III. Dr. Ashurst’s testimony prejudiced Patient.
¶20 Patient argues Dr. Ashurst’s testimony was prejudicial because “the trial court heavily relied on Dr. Ashurst’s testimony in ordering involuntary treatment” and Dr. Ashurst was not a proper rebuttal witness.
¶21 To justify reversing the superior court’s order, a plaintiff must show the superior court’s error prejudiced the plaintiff’s substantial rights. In re: MH2022-002881, 1 CA-MH 22-0042, at *3, ¶ 18 (citing Ott, 127 Ariz. at 489). Prejudice must appear from the record. In re: MH2022-002881, 1 CA- MH 22-0042, at *3, ¶ 18 (citing Fuentes v. Fuentes, 209 Ariz. 51, 57, ¶¶ 28-29 (App. 2004) (finding no abuse of discretion when the superior court erroneously admitted inadmissible evidence because the evidence was “substantially cumulative” and did not prejudice the other party)). In a
5 IN RE: MH 2025-001972 Decision of the Court
similar case we found no prejudice to a patient whose attending physician testified over the patient’s privilege objection. In re: MH2022-002881, 1 CA- MH 22-0042, at *3, ¶ 19. We reasoned there was no prejudice because the attending physician’s testimony was “superfluous,” and the patient’s counsel had conceded the independent medical evaluator’s testimony did not contradict the evaluating physicians’ findings that “combined inpatient and outpatient treatment was appropriate and available.” Id. (citing A.R.S. § 36-540(A)).

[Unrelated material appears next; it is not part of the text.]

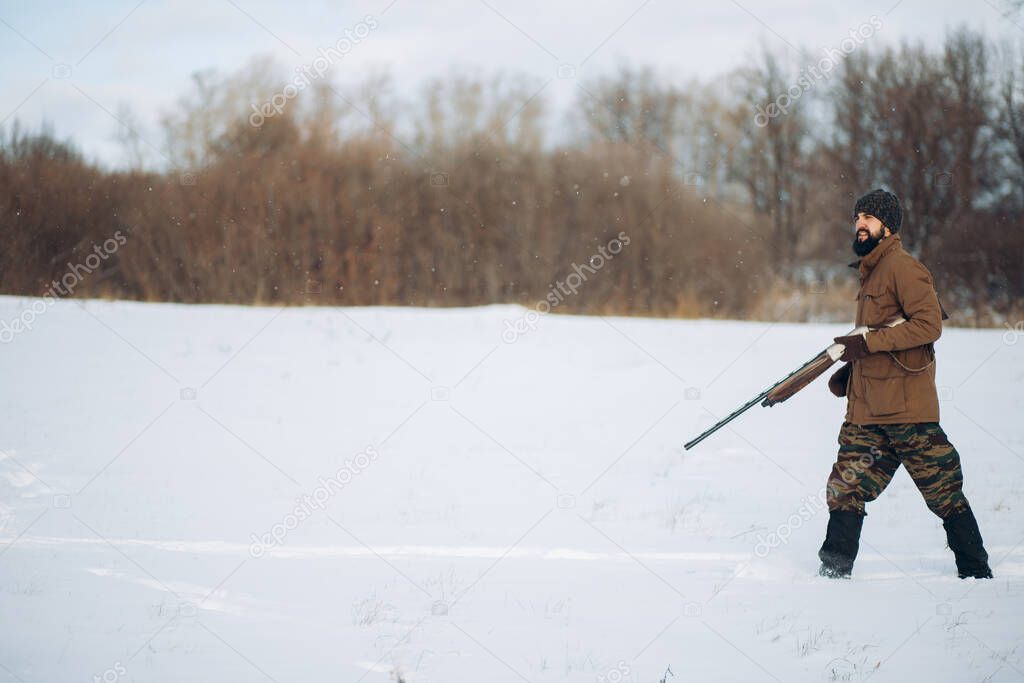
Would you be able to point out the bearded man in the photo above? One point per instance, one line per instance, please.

¶22 Here, the court relied on Dr. Ashurst’s testimony to grant the petition for court-ordered treatment. The court found “Dr. Raby got it wrong” because “she didn’t have all the information.” The court stated, “Dr. Ashurst [sees] the Patient on an ongoing basis,” and “has more information.” The court erred by permitting Dr. Ashurst’s testimony and its reliance on that testimony when ordering treatment prejudiced Patient.
¶23 Because we find that Dr. Ashurst’s testimony prejudiced Patient, we need not reach Patient’s argument that Dr. Ashurst was not a “valid” witness.
CONCLUSION
¶24 We vacate the superior court’s order for involuntary treatment and remand for further proceedings consistent with this decision.